本文介绍了列与字典中的大 pandas ?的处理方法,对大家解决问题具有一定的参考价值,需要的朋友们下面随着小编来一起学习吧!
问题描述
我的df如下:
input_data = """
Index U1 P1 ID1 U2 P2 ID2
0 A A1 A1_3 D D1 D1_7
1 A A1 A1_2 E E1 E1_4
2 A A1 A1_1 E E2 E2_6
3 A A1 A1_4 F F1 F1_12
4 B B1 B1_1 A A2 A2_1
5 B B1 B1_2 G G1 G1_3
6 C C1 C1_5 H H1 H1_5
7 A A1 A1_5 F F1 F1_3
8 A A1 A1_1 E E2 E2_3
"""
我要使用矩阵格式
[矩阵顺序作为大多数重复的P1(例如:A1)]
I want to have a matrix format[Matrix order as most repeated P1's (eg: A1)]
所需的输出:
A A1 A1_1 A1_2 A1_3 A1_4 A1_5
D D1 D1_7
E E1 E1_4
E E2 E2_6,E2_3
F F1 F1_12 F1_3
A A2
G G1
H H1
推荐答案
此处为解决方案:
data = """
Index U1 P1 ID1 U2 P2 ID2
0 A A1 A1_3 D D1 D1_7
1 A A1 A1_2 E E1 E1_4
2 A A1 A1_1 E E2 E2_6
3 A A1 A1_4 F F1 F1_12
4 B B1 B1_1 A A2 A2_1
5 B B1 B1_2 G G1 G1_3
6 C C1 C1_5 H H1 H1_5
7 A A1 A1_5 F F1 F1_3
8 A A1 A1_1 E E2 E2_3
"""
# create the sample dataframe
df = pd.read_csv(pd.compat.StringIO(data), sep='\s+')
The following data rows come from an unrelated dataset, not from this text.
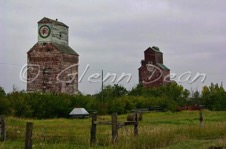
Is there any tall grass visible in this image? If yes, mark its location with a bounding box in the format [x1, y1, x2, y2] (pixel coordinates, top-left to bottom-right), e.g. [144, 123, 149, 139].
[0, 111, 226, 149]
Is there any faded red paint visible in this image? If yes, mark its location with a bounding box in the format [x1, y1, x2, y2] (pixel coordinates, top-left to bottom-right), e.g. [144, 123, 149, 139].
[138, 47, 170, 87]
[27, 43, 79, 94]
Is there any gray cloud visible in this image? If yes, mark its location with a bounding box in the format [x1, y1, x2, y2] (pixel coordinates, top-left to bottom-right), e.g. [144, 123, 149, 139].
[0, 0, 226, 93]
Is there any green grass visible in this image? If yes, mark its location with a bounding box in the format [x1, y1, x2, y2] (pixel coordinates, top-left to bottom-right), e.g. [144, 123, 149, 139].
[0, 111, 226, 149]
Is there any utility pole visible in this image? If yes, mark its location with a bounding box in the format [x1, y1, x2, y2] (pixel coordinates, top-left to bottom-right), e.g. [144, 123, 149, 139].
[101, 70, 104, 108]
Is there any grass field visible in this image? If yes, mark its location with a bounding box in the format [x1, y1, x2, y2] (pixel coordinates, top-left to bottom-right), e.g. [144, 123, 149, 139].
[0, 111, 226, 149]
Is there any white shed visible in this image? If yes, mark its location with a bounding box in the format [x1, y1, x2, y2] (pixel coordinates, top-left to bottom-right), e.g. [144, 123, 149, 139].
[69, 108, 89, 118]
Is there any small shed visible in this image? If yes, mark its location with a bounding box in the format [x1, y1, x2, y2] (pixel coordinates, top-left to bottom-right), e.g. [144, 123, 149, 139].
[69, 108, 89, 118]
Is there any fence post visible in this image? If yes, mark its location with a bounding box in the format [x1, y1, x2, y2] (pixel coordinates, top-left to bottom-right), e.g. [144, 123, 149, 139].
[134, 112, 138, 136]
[199, 110, 204, 128]
[0, 116, 6, 141]
[90, 112, 97, 144]
[25, 122, 33, 149]
[111, 113, 118, 143]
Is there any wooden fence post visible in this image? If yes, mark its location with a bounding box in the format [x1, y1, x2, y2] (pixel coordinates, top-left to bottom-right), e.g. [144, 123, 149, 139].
[0, 116, 6, 141]
[90, 112, 97, 144]
[134, 112, 138, 136]
[25, 122, 33, 149]
[111, 113, 118, 143]
[199, 110, 204, 128]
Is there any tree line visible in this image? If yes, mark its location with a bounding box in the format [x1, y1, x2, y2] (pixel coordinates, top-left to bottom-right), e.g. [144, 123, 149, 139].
[0, 83, 226, 119]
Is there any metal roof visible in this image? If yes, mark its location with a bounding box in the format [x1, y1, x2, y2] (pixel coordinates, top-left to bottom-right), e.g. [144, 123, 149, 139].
[69, 108, 89, 116]
[38, 17, 68, 28]
[157, 63, 170, 71]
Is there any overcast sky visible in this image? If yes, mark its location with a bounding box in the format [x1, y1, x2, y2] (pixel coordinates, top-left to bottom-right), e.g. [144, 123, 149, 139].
[0, 0, 226, 94]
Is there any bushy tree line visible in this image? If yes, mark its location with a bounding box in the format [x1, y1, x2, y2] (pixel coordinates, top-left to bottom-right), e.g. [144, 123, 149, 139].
[0, 83, 226, 118]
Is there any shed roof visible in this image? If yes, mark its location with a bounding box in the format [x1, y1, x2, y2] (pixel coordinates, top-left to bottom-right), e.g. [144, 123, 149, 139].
[38, 17, 68, 28]
[145, 46, 162, 53]
[28, 42, 79, 56]
[69, 108, 89, 116]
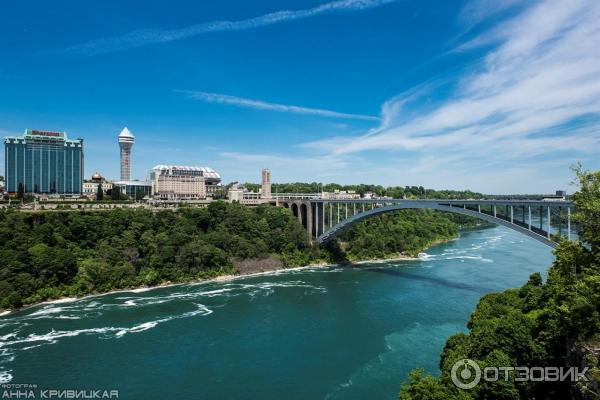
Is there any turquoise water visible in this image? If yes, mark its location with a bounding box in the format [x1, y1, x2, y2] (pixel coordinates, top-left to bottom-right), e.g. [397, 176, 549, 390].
[0, 228, 553, 399]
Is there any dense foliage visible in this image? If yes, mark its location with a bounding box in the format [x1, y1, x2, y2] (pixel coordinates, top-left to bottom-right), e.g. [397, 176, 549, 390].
[339, 210, 480, 261]
[0, 202, 320, 308]
[244, 182, 484, 199]
[400, 168, 600, 400]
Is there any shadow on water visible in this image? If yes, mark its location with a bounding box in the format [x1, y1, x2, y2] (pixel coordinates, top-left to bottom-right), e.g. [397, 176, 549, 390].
[364, 268, 495, 294]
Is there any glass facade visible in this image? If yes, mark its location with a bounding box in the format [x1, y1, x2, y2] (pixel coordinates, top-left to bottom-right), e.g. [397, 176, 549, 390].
[4, 129, 84, 194]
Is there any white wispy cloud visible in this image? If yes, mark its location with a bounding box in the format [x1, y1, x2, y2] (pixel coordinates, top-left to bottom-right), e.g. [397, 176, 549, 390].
[177, 90, 379, 121]
[305, 0, 600, 172]
[62, 0, 396, 55]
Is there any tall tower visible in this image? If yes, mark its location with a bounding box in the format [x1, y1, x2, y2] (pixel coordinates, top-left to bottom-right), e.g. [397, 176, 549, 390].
[260, 168, 271, 199]
[119, 127, 135, 181]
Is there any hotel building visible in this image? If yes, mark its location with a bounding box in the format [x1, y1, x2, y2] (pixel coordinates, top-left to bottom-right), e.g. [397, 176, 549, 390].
[4, 129, 84, 194]
[150, 165, 221, 200]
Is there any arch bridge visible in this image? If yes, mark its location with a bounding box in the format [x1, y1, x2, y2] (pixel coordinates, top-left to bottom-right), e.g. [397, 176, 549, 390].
[277, 197, 573, 247]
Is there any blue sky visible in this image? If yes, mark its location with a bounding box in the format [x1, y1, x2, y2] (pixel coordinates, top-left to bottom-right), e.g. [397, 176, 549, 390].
[0, 0, 600, 193]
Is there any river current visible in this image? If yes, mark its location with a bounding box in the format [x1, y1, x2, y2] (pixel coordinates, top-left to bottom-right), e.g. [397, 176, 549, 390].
[0, 227, 553, 399]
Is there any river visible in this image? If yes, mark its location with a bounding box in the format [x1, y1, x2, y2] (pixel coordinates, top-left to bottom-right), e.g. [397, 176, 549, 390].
[0, 227, 553, 399]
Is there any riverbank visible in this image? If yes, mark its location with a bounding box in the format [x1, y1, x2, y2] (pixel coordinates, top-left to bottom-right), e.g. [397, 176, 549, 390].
[0, 226, 487, 317]
[0, 263, 336, 317]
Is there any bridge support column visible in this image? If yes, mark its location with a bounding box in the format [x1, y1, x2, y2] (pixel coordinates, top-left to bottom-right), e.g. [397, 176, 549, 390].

df['U1_P1'] = '(' + df['U1'].astype(str) + ',' + df['P1'] + ')'
df['U2_P2'] = '(' + df['U2'].astype(str) + ',' + df['P2'] + ')'
df.drop(['U1', 'U2', 'P1', 'P2'], axis=1, inplace=True)
df = df.groupby(['ID1', 'U2_P2','U1_P1']).ID2.agg([('ID2', ', '.join)]).reset_index()
df_temp = df.groupby(['U1_P1'])['ID1'].agg('count').reset_index()
max_value = df_temp.loc[df_temp['ID1'].idxmax()]['ID1']
df_temp = df_temp[df_temp['ID1'] == max_value].reset_index()
for i, row in df_temp.iterrows():
u1_p1 = row['U1_P1']
filter = (df['U1_P1'] == u1_p1)
dfx = df[filter].groupby(['U1_P1'])['ID1'].apply(list).reset_index()
cols = [dfx['U1_P1'][0]] + dfx['ID1'][0]
dfx = df.groupby(['U2_P2', 'ID1']).ID2.max().unstack().reset_index().fillna('').rename(columns={'U2_P2': cols[0]})
for col in dfx.columns:
if col not in cols:
dfx.drop(col, axis=1, inplace=True)
print(dfx)
输出dfx:
ID1 (A,A1) A1_1 A1_2 A1_3 A1_4 A1_5
0 (A,A2)
1 (D,D1) D1_7
2 (E,E1) E1_4
3 (E,E2) E2_6, E2_3
4 (F,F1) F1_12 F1_3
5 (G,G1)
6 (H,H1)
这篇关于列与字典中的大 pandas ?的文章就介绍到这了,希望我们推荐的答案对大家有所帮助,也希望大家多多支持!